The neverending saga of the world’s longest melting ice cube, that of Sears Holdings which has flirted with bankruptcy for years only to get bailed out in the 11th hour by its biggest investor and CEO Eddie Lampert each and every time, is finally coming to its logical end.
With its stock crashing to a new all-time low, and with a $134 million in debt due on Monday on a bond issue that is currently yielding over 1,000% in the 3 or so business days left to maturity…
… the iconic if cash-strapped Sears Holdings, whose predecessor was the de facto originator of “online” retail with its innovative mail order catalogues, and which has been losing money for years, has hired M-III Partners to prepare a bankruptcy filing that could come as soon as this week, the WSJ reported citing people familiar with the situation, as the cash-strapped company that once dominated American retailing faces a debt payment deadline.
The WSJ reports that employees at M-III Partners, a boutique advisory firm, have spent the past few weeks working on the potential filing, with M-III staff seen at the retailer’s headquarters in Hoffman Estates, Illinois. That said, a Chapter 11 may still be avoided as Sears “continues to discuss other options and could still avert an in-court restructuring.”
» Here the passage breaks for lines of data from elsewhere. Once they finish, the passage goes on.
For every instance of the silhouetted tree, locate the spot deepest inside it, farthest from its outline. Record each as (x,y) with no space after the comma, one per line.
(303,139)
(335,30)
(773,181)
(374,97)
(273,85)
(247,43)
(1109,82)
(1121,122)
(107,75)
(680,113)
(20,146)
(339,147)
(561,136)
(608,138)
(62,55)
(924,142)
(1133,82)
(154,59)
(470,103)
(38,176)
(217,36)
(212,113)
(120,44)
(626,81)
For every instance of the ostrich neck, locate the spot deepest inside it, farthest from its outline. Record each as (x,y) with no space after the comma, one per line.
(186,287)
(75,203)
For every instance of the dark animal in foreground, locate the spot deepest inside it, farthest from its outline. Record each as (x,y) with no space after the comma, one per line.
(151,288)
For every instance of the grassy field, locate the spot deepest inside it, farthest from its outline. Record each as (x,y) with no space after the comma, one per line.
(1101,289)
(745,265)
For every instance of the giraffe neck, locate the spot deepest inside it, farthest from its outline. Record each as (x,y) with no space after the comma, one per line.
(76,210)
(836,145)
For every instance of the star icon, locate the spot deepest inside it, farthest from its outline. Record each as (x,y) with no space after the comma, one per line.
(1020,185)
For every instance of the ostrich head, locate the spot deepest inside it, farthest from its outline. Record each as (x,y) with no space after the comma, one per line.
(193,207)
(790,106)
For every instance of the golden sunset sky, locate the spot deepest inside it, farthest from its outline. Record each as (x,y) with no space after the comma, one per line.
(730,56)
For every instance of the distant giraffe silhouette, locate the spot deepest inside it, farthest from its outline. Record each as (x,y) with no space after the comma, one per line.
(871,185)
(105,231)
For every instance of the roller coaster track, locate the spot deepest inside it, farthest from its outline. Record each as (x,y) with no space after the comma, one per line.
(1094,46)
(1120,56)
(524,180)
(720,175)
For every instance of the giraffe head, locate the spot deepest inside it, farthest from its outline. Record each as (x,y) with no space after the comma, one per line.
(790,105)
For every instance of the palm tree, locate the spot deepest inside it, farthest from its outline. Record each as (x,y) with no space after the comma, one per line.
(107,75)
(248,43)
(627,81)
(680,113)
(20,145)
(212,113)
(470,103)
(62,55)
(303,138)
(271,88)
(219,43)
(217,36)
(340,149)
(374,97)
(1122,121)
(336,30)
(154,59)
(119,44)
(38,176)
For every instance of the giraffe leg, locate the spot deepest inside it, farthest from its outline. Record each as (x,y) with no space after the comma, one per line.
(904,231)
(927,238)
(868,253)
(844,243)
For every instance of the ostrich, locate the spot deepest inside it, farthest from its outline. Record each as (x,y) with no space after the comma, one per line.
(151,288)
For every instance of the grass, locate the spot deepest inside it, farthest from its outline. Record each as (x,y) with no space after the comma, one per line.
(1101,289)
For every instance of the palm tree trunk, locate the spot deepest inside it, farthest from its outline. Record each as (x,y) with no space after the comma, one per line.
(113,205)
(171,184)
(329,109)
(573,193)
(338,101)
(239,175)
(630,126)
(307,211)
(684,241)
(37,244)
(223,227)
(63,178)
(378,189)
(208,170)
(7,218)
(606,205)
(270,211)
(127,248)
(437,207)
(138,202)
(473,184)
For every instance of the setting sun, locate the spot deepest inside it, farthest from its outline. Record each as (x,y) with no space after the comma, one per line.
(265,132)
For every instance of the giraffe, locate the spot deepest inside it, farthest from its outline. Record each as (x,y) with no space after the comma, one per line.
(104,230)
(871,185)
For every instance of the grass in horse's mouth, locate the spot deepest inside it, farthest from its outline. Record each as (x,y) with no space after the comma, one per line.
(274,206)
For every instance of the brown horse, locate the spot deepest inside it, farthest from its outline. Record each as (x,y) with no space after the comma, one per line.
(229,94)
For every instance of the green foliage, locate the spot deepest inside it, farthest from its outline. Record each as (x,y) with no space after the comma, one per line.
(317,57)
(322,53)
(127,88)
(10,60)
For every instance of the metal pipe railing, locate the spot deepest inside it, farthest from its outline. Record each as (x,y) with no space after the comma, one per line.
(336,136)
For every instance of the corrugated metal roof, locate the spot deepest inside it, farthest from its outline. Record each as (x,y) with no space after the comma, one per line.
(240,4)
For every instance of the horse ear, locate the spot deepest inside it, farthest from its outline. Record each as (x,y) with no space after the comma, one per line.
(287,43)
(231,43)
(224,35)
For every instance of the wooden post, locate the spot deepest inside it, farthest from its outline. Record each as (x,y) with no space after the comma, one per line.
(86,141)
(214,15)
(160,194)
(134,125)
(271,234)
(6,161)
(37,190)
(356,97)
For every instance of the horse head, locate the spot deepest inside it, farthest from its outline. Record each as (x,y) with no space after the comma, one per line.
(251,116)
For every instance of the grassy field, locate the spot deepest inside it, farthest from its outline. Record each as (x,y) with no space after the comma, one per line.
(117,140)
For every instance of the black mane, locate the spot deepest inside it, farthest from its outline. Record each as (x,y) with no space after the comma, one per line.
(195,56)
Furthermore, Eddie Lampert, the hedge-fund manager who is Sears’s chairman, chief executive, largest shareholder and biggest creditor, may once again simply rescue the company, as he has done on many occasions in the past by making the payment. What’s different this time, is that Lampert is pushing for a broader restructuring that would include shaving more than $1 billion from Sears’s $5.5 billion debt load, selling another $1.5 billion of real estate and divesting $1.75 billion of assets, including the Kenmore appliance brand, which he has offered $400 million to buy himself. Said otherwise, Lampert hopes to shrink Sears back to profitability with the company already closing hundreds of stores in recent years.